Still, Pakistan will likely find ways of deflecting this pressure, as it has since the US first invaded. And the US will therefore be tempted to expand its “drone war”, that allows it to assassinate enemy commanders using missiles fired from remote-controlled aircraft. There have been conflicting reports in the US media in the past week of just how far Mr Obama wants to extend the drone strikes. Going after Haqqani in North Waziristan could rupture relations with Pakistan’s military; going after Mullah Omar and his cohort in the Baluchistan city of Quetta could spark an outrage in Pakistan that forces the military to push back.
These two excellent articles are quite sensible and point to some important blind spots in Obama's strategy. Read Afghanistan: The forgotten conflict in Kashmir and Pakistan continues to be Obama's reluctant bride.

6 comments:

Dr. Muhammad Akbar Hussain said...

"It is also clear that the US long-term interests are in the stability of this part of the world "

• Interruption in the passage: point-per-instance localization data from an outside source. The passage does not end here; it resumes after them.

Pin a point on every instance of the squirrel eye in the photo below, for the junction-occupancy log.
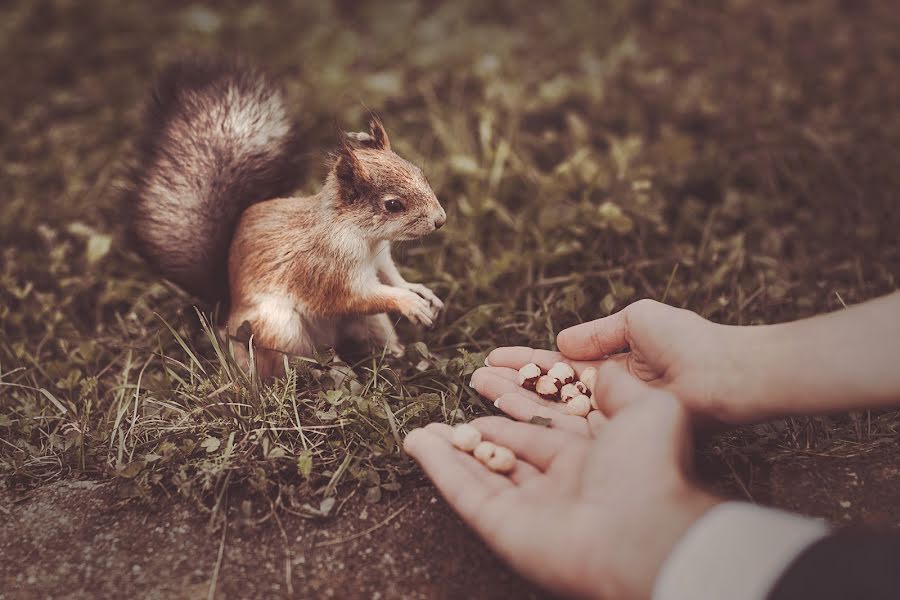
(393, 205)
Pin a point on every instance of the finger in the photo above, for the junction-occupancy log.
(493, 382)
(449, 468)
(596, 420)
(534, 444)
(613, 385)
(594, 339)
(524, 409)
(515, 357)
(521, 472)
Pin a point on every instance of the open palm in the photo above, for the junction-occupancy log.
(582, 517)
(665, 348)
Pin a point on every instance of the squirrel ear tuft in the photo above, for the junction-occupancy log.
(350, 173)
(379, 135)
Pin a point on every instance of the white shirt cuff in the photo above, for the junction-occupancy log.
(737, 551)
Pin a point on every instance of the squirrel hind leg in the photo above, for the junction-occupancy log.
(370, 334)
(277, 332)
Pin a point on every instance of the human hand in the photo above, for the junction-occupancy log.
(668, 348)
(590, 518)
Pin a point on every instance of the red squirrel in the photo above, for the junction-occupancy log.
(211, 211)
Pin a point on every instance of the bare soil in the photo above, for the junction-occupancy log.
(76, 539)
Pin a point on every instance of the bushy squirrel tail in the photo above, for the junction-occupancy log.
(218, 137)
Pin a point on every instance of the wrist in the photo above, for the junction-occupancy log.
(664, 523)
(741, 392)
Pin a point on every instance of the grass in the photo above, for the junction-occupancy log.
(728, 160)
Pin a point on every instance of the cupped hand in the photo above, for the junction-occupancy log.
(667, 348)
(591, 518)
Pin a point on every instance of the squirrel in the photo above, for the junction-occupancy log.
(211, 210)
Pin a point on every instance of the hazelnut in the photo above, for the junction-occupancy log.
(547, 388)
(465, 437)
(569, 391)
(563, 373)
(579, 406)
(589, 378)
(503, 460)
(528, 376)
(582, 388)
(484, 451)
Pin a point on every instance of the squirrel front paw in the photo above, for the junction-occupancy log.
(426, 293)
(416, 308)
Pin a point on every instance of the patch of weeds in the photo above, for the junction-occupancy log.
(588, 156)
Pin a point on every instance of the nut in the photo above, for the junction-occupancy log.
(465, 437)
(589, 378)
(485, 451)
(579, 406)
(563, 373)
(569, 391)
(547, 388)
(528, 376)
(503, 460)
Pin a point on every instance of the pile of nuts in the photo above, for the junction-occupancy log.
(560, 385)
(496, 458)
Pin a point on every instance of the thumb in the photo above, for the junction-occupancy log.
(594, 339)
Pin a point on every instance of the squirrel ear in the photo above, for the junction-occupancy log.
(350, 173)
(379, 135)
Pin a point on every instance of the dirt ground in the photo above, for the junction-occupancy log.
(75, 539)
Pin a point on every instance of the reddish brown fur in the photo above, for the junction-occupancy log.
(318, 254)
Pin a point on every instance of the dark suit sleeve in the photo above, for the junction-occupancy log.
(848, 564)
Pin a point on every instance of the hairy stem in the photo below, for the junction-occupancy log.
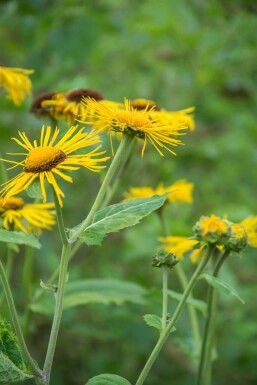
(16, 323)
(165, 333)
(204, 371)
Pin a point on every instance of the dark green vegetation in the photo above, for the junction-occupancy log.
(178, 53)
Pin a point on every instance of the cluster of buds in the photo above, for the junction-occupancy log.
(221, 232)
(165, 259)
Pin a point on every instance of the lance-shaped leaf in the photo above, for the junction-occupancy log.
(107, 379)
(217, 283)
(9, 372)
(116, 217)
(19, 238)
(103, 290)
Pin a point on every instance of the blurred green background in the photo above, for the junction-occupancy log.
(180, 54)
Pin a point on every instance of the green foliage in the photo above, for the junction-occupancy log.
(104, 291)
(219, 284)
(198, 304)
(119, 216)
(108, 379)
(19, 238)
(154, 321)
(12, 366)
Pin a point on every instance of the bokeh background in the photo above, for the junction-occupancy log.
(180, 54)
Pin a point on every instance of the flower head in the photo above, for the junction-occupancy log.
(68, 105)
(16, 82)
(139, 123)
(50, 158)
(177, 245)
(212, 229)
(27, 217)
(238, 238)
(180, 191)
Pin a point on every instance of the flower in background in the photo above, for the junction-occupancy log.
(180, 191)
(185, 115)
(16, 214)
(37, 104)
(68, 105)
(16, 82)
(212, 229)
(250, 226)
(48, 159)
(139, 123)
(178, 245)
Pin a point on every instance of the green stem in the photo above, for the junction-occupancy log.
(164, 335)
(164, 296)
(119, 175)
(206, 351)
(59, 295)
(26, 280)
(16, 324)
(183, 281)
(8, 269)
(117, 160)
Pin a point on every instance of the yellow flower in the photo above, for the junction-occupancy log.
(144, 104)
(68, 105)
(139, 123)
(177, 245)
(212, 229)
(19, 215)
(16, 82)
(180, 191)
(37, 104)
(250, 225)
(48, 159)
(184, 116)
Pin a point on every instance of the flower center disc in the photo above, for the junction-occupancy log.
(12, 203)
(43, 159)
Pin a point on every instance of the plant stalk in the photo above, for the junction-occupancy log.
(165, 333)
(16, 324)
(204, 371)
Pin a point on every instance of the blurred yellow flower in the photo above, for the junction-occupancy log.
(139, 123)
(180, 191)
(250, 225)
(27, 217)
(48, 159)
(68, 105)
(177, 245)
(16, 82)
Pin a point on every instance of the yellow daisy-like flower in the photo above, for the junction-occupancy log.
(49, 159)
(184, 116)
(177, 245)
(250, 225)
(16, 82)
(180, 191)
(212, 229)
(139, 123)
(68, 105)
(27, 217)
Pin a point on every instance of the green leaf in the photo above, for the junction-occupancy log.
(34, 190)
(153, 320)
(9, 372)
(108, 379)
(116, 217)
(198, 304)
(20, 238)
(104, 291)
(217, 283)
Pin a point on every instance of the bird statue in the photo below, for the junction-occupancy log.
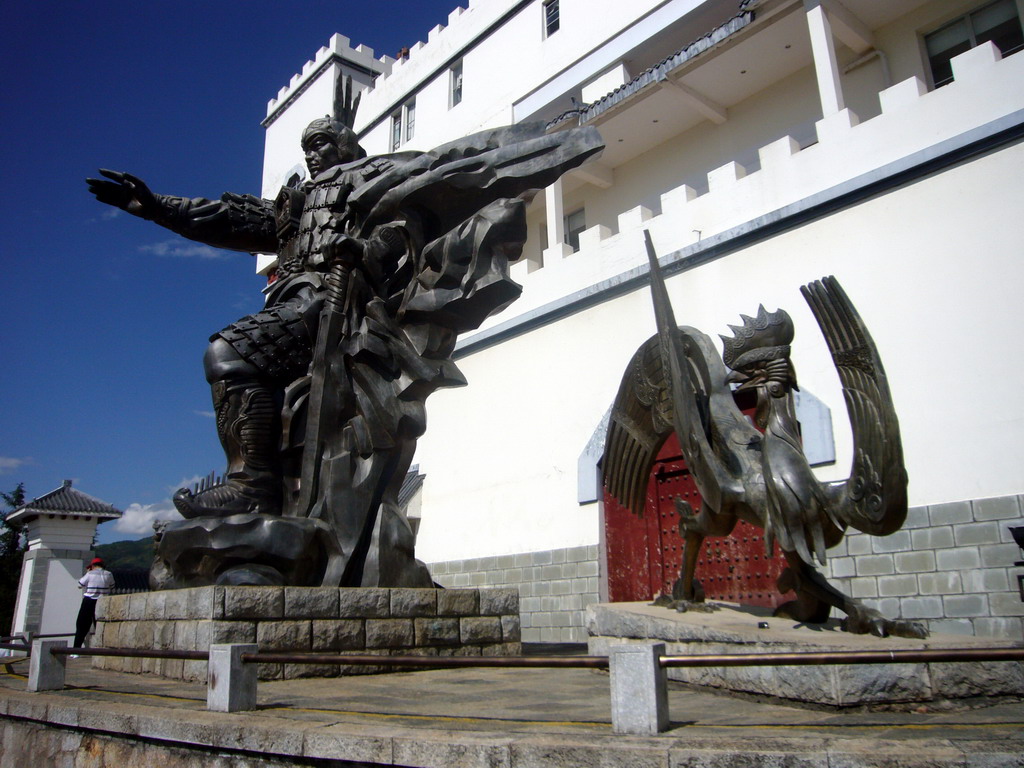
(677, 381)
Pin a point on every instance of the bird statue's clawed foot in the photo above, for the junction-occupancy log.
(687, 518)
(694, 594)
(863, 621)
(806, 608)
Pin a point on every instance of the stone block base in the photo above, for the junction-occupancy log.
(325, 620)
(732, 629)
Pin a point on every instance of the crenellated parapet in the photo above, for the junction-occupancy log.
(913, 125)
(338, 50)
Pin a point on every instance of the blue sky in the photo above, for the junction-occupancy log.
(108, 315)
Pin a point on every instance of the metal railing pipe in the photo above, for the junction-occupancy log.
(922, 655)
(189, 655)
(437, 662)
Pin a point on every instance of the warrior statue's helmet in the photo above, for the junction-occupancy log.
(340, 134)
(339, 126)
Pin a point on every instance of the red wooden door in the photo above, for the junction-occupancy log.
(644, 554)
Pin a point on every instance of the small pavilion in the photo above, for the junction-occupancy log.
(60, 526)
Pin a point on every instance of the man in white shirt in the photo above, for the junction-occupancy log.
(96, 582)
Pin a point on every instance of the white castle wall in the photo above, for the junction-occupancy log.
(932, 268)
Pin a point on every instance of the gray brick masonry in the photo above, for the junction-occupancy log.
(554, 588)
(406, 622)
(956, 576)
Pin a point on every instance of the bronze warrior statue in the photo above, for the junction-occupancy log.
(320, 396)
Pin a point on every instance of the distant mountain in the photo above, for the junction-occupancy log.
(127, 555)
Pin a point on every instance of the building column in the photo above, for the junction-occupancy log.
(555, 212)
(825, 66)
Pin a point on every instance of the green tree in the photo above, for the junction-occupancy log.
(12, 546)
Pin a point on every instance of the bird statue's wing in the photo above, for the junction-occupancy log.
(641, 420)
(675, 381)
(873, 499)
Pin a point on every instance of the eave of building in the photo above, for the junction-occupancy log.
(444, 66)
(976, 142)
(66, 502)
(666, 71)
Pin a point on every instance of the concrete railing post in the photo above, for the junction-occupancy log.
(639, 688)
(231, 684)
(46, 671)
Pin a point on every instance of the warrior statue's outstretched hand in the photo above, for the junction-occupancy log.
(125, 192)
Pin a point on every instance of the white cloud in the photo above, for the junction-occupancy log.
(185, 250)
(9, 464)
(138, 518)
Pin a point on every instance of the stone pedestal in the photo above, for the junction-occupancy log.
(326, 620)
(732, 629)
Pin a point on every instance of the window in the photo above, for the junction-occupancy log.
(395, 131)
(410, 120)
(455, 87)
(403, 125)
(997, 22)
(576, 222)
(551, 17)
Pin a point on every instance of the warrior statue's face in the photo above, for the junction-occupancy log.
(322, 153)
(328, 143)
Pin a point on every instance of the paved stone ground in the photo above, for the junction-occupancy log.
(514, 718)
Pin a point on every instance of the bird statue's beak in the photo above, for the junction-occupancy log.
(745, 381)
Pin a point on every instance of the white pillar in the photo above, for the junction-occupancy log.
(825, 66)
(46, 671)
(230, 683)
(639, 688)
(555, 211)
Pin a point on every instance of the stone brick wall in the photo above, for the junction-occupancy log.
(382, 622)
(950, 566)
(555, 587)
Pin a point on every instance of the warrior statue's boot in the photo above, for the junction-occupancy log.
(247, 425)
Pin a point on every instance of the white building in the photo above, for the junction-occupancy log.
(60, 526)
(764, 144)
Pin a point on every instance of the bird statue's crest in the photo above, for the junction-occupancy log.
(766, 337)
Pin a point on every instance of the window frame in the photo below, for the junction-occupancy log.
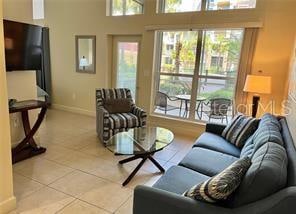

What exactly would USA gain from stability in this region, could you kindly elaborate?

emre said...

There are gas and oil pipelines that run through several Central Asian countries. They don't want their operation to be disrupted.

Dr. Muhammad Akbar Hussain said...

Obama exactly knows what he is doing, so did his predecessor Bush.
The destruction and instability in the world were they were up to and this is what they have successfully and precisely achieved.
I will call you a fool if you are convinced about some hypothetical blind spots in the whole US strategy...there are none.

M Hussain said...

emre:
That is my exact point.
The US will always look forward for a blood-shed and mass destruction to justify its presence near the life lines of world economy, even if it costs millions of human lives.

Salman Hameed said...

Well...many of the problems we are currently seeing are the direct result of the reckless abandonment of the region by the US after the fall of the Soviet Union. In fact, this is one of the key points that Pakistanis bring up about not trusting the US regarding this. The resources argument was dead-on regarding Iraq, but is playing such a prominent role here.

But there are other reasons why US would want this region to be stable: A large swath of land in chaos can and does breed terrorism threats for the US itself. But this region in particular is tricky, as violence in Afghanistan has spilled over to Pakistan and can destabilize Pakistan. An unstable Pakistan, with a population of 170 million, will wreak havoc in the region, almost certainly destabilizing northern India but also certain areas of China. The problem is that this area contains about one-third the world's population - and also linked to US economy itself. The US would be the biggest loser in a chaotic world.

There are of course other reasons at play here as well. US wants to counter Chinese influence here and is also tweaking Iran from south-western Pakistan. But the US would rather exert its influence when its hands are not tied in Afghanistan in this manner.

As far as Obama knowing exactly what he his doing, please check out the first of the two articles I posted. He says that candidate Obama did press on the right issues. But the decision to remove India from Holbrooke's portfolio is a key mistake for a long-term solution of the region. This is the point I was trying to make.

Also, I'm just addressing here why US would have interest in the stability of the region [the means to achieve it are another matter. I think drone attacks are ethically and politically wrong, but I agree with the decision to send more US troops in Afghanistan]. I think Pakistan should think for its own benefit. Here is a particular case where Pakistan's interest should match with the US. But not in all instances - and this is where the US needs to understand Pakistan's perspective. On the other hand, for Pakistan it is all too easy to blame everything on the US - it has to confront its owns demons in the face of various varieties of Taliban.